Originally from Queens, I am a cultural anthropologist specializing in the anthropology of education, workplace and labor migration studies, sociolinguistics, and immigrant populations in the U.S. My current work revolves around understanding discourses of cultural and linguistic diversity, and how minority populations are represented in these discourses. One interesting aspect of my work as an Assistant Professor of Co-operative Education at Antioch is that I often apply my anthropological perspectives to my co-op practices. I think it is important to support students as they engage with significant social issues in new and foreign social contexts, and navigate the demands of their co-ops. A co-op experience, much like anthropological fieldwork, can be a profoundly personal and transformative experience. Thus, I see my co-op role as closely tied to my anthropological perspectives on work, education, language, and cultural diversity.
For example, as part of my efforts to develop meaningful international co-op opportunities for students, I traveled to Chiapas, Mexico earlier this year to establish new partnerships with six community organizations in San Cristobal. These organizations, developed and operated by residents of San Cristobal, offer a variety of health, social, and education resources to low-income and indigenous populations in Chiapas. Currently, five Antioch students are undertaking their summer co-ops in these organizations, working closely with locals to address some of this Mexican state’s most pressing and critical social issues. In my co-op course, I have asked students to discuss their processes of becoming part of these new cultural and workplace contexts; the challenges and opportunities presented by the necessity to adapt to different world-views and practices. Several students in this group have taken anthropology courses and are applying concepts from the classroom to better understand their work in Chiapas. As their co-op advisor, I am excited to see how students’ projects and work experiences unfold.
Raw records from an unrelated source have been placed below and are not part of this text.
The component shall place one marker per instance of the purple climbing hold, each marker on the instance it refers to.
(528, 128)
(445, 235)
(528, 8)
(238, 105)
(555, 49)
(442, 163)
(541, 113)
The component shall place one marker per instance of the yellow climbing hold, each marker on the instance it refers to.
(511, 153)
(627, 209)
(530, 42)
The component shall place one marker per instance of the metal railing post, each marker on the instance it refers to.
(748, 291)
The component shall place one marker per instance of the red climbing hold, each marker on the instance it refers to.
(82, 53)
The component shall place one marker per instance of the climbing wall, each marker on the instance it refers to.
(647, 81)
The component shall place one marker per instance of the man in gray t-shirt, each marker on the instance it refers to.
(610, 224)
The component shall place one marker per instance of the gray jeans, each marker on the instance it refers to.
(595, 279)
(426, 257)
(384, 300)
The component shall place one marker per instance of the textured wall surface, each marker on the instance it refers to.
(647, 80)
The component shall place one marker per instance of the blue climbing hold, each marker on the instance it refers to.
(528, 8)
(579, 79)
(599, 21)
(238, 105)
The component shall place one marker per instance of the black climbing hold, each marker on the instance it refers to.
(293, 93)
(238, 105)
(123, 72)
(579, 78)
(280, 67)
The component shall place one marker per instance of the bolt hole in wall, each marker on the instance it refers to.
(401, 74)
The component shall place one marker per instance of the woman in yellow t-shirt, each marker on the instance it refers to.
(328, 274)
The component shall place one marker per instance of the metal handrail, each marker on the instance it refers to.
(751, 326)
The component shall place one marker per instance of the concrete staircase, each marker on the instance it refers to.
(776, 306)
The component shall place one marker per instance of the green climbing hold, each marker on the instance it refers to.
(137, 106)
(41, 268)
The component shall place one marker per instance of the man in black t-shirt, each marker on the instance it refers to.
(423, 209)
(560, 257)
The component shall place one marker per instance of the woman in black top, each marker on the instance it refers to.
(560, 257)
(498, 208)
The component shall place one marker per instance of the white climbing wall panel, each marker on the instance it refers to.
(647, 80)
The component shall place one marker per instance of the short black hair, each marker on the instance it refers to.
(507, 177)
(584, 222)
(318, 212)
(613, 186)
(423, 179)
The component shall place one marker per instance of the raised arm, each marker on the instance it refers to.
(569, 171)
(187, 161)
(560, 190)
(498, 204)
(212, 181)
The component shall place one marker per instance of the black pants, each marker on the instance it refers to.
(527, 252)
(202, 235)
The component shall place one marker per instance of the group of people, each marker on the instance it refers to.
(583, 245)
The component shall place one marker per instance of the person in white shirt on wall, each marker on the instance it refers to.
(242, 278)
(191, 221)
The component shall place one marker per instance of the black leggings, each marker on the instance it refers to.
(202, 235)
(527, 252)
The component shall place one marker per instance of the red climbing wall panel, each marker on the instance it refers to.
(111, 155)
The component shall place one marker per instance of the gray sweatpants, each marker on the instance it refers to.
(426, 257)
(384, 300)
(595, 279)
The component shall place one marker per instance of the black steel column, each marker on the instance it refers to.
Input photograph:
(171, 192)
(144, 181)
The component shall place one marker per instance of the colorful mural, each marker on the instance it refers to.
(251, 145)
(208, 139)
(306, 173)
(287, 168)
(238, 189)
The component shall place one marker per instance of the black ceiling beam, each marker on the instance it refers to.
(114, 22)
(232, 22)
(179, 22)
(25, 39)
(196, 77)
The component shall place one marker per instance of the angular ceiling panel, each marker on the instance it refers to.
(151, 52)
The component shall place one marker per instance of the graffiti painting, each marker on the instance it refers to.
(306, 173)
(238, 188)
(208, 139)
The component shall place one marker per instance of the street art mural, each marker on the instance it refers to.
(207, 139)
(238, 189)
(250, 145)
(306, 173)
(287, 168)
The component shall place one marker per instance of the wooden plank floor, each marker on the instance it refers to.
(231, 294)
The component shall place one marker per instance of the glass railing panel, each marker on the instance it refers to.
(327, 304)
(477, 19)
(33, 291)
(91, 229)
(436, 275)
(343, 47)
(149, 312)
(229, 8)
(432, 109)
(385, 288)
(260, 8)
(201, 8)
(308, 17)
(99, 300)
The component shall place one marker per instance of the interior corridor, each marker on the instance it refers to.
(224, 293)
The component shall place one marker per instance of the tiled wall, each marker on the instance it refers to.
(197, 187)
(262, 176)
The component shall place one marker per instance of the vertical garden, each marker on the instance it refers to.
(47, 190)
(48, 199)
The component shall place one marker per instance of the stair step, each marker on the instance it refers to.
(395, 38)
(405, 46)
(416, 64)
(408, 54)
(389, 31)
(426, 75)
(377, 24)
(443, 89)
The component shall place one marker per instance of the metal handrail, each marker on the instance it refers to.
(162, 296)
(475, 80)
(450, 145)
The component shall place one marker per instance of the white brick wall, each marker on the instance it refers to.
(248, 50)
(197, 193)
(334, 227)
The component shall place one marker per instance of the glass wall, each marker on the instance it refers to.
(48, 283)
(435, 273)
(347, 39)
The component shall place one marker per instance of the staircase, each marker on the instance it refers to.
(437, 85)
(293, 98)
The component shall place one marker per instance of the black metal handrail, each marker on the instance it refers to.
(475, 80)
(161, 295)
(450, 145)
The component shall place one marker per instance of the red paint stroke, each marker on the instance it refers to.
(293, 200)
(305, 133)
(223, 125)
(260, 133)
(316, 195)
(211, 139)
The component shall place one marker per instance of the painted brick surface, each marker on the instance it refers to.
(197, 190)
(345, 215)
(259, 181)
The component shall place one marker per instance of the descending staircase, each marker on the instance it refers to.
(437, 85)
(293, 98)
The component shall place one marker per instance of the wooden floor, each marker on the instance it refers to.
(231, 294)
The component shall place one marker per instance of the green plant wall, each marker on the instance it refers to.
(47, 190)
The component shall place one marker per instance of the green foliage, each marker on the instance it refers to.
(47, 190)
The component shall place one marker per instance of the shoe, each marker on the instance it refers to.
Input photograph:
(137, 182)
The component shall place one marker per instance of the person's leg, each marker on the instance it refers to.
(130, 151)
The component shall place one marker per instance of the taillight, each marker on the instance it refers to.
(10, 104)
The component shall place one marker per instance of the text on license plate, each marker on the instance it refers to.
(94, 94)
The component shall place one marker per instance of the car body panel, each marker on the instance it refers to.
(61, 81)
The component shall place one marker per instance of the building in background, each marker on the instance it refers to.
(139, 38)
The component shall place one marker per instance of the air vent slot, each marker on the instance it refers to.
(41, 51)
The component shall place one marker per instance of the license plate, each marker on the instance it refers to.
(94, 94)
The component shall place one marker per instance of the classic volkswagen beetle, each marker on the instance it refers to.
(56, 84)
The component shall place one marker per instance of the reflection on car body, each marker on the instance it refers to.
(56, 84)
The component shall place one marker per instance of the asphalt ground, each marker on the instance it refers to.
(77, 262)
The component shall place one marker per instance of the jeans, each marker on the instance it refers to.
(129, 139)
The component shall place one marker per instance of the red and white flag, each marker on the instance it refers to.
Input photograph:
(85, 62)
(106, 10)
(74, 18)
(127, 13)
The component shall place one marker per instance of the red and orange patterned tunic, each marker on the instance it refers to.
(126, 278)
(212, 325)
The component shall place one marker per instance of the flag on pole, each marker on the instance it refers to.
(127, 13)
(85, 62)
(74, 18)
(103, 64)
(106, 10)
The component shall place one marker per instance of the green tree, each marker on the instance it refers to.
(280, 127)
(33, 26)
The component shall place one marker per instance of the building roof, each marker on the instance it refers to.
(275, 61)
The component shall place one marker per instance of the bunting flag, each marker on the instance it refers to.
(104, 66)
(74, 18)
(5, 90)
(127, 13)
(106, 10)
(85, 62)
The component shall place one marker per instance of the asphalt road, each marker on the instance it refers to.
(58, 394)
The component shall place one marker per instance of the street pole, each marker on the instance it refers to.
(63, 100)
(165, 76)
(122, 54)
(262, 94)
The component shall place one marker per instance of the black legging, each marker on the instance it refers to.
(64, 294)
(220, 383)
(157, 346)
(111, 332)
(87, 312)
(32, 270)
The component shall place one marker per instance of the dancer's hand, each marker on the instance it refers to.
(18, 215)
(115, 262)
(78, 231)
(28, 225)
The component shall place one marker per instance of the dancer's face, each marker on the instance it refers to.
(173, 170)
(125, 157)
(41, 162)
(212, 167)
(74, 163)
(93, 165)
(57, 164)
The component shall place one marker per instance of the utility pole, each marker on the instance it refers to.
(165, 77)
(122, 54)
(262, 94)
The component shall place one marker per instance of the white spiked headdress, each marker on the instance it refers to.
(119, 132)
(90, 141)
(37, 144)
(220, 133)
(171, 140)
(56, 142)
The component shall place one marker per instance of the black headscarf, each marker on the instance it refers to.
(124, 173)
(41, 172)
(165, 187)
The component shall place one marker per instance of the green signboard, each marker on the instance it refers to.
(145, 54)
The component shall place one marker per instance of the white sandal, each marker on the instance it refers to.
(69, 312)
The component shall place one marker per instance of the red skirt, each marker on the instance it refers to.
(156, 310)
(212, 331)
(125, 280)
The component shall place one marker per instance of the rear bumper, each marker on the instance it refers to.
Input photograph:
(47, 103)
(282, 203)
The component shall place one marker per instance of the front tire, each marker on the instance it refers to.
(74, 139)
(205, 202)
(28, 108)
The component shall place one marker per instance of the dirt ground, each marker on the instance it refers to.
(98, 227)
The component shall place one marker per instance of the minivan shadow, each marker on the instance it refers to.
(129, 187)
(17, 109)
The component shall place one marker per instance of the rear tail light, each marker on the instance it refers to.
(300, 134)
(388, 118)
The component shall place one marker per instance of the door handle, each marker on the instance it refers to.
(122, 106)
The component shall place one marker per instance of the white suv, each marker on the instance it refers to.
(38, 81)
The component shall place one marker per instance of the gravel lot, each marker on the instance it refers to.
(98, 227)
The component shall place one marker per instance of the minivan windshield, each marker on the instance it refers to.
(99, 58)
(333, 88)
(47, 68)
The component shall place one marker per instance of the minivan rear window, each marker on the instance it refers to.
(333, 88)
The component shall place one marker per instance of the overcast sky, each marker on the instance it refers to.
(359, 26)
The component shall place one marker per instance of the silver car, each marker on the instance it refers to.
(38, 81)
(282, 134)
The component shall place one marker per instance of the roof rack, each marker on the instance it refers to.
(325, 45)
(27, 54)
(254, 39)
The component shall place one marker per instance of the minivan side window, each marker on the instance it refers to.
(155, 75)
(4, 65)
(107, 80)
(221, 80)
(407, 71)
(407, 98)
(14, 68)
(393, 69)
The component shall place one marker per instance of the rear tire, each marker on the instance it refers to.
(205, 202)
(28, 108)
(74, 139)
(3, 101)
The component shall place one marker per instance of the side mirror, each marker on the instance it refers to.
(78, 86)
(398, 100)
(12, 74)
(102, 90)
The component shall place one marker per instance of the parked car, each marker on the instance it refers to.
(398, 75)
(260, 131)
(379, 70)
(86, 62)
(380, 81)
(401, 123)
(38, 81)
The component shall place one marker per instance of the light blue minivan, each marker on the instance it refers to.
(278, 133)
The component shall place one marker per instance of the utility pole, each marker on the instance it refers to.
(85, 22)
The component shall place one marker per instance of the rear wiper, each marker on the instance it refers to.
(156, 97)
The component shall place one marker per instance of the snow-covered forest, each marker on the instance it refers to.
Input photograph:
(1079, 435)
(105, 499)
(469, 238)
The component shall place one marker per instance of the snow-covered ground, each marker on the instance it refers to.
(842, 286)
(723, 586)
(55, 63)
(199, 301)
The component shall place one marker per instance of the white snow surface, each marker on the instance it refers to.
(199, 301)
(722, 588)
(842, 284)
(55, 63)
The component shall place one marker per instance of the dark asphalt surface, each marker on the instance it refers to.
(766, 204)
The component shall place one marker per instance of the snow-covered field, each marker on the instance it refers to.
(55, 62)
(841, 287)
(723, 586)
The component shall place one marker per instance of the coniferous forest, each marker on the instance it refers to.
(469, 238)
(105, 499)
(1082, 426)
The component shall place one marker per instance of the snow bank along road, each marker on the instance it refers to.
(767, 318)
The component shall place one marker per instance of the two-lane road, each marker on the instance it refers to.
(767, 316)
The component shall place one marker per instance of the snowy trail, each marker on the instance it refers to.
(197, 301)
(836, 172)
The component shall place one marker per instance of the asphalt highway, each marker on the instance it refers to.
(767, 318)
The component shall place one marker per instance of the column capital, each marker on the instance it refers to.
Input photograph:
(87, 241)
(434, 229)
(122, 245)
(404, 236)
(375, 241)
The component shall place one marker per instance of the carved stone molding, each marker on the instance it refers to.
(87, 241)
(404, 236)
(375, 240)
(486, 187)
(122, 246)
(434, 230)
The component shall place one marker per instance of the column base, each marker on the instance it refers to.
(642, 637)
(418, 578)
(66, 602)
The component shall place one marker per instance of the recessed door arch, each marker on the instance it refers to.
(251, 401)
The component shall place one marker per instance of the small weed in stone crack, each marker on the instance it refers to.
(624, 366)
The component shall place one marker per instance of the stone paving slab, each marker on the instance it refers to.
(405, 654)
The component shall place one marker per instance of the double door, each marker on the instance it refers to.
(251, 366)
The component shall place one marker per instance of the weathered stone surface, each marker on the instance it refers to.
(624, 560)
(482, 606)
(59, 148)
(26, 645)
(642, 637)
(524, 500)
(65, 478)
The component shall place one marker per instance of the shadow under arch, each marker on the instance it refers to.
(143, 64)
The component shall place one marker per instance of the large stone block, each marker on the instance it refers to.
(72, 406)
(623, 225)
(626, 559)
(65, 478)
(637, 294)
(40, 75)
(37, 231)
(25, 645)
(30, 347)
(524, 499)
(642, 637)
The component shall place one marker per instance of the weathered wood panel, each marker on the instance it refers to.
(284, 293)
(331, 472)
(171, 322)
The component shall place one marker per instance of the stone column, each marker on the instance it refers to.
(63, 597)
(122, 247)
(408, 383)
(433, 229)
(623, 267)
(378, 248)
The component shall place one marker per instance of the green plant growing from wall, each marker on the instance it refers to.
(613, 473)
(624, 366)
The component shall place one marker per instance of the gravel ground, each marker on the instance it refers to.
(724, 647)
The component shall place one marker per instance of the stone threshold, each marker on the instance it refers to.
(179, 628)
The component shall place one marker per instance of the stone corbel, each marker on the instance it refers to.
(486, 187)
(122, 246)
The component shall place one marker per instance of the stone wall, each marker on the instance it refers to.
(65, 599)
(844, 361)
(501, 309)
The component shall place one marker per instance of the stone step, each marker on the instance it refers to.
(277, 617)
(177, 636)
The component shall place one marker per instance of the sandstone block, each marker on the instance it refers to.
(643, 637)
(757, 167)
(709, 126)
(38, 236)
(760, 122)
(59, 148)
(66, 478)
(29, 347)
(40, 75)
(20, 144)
This fall, I will continue my sociolinguistic research in Mexico. I have received a multi-year Great Lakes Colleges Association (GLCA) Expanding Collaborations grant to do linguistic landscaping fieldwork in Mexico City. I seek to illuminate how diverse languages and cultures in Mexico City play a role in the construction and transformation of Mexico City’s urban form. I am particularly interested in how discourses of diversity are constructed in the city, and the extent to which dominant narratives on the city acknowledge and incorporate the voice of linguistically and culturally diverse inhabitants. I am very excited to have an Antioch anthropology student research collaborator join me in the fall to assist with data collection and analysis.
I am also currently doing research on the Welcome Dayton plan and immigrant-friendly initiatives in Dayton, Ohio. Through discourse analysis, I am analyzing the ways in which diversity and inclusion efforts are defined, framed, and carried out by policymakers and community organizations seeking to attract new immigrants to the city. My research will be presented in November at the 2015 American Anthropological Association meeting in Denver, Colorado. I hope that I can bring these findings to Antioch and create conversations about the changing demographic landscapes of Ohio and the U.S. I also believe this research can potentially inform my work on the College’s Diversity Task Force, which is building its own language, discourse, and vision on diversity and inclusivity.
Additionally, I have recently signed a book contract with the University of Nebraska Press to publish my work, Latino Immigrants in Koreatown, New York City: Transcending Cultural and Linguistic Boundaries (forthcoming, 2017). This book is based on the fieldwork research I conducted for my Ph.D. dissertation at Columbia University, and will be a part of a University of Nebraska Press series on Contemporary Anthropology of North America. In the book, I explore the interactions between Korean and Latino immigrants in Korean food businesses around Queens and Manhattan, to gain a better understanding of the interesting ways in which Koreatown workers use language to communicate, accomplish work together, and negotiate their positions in the workplace.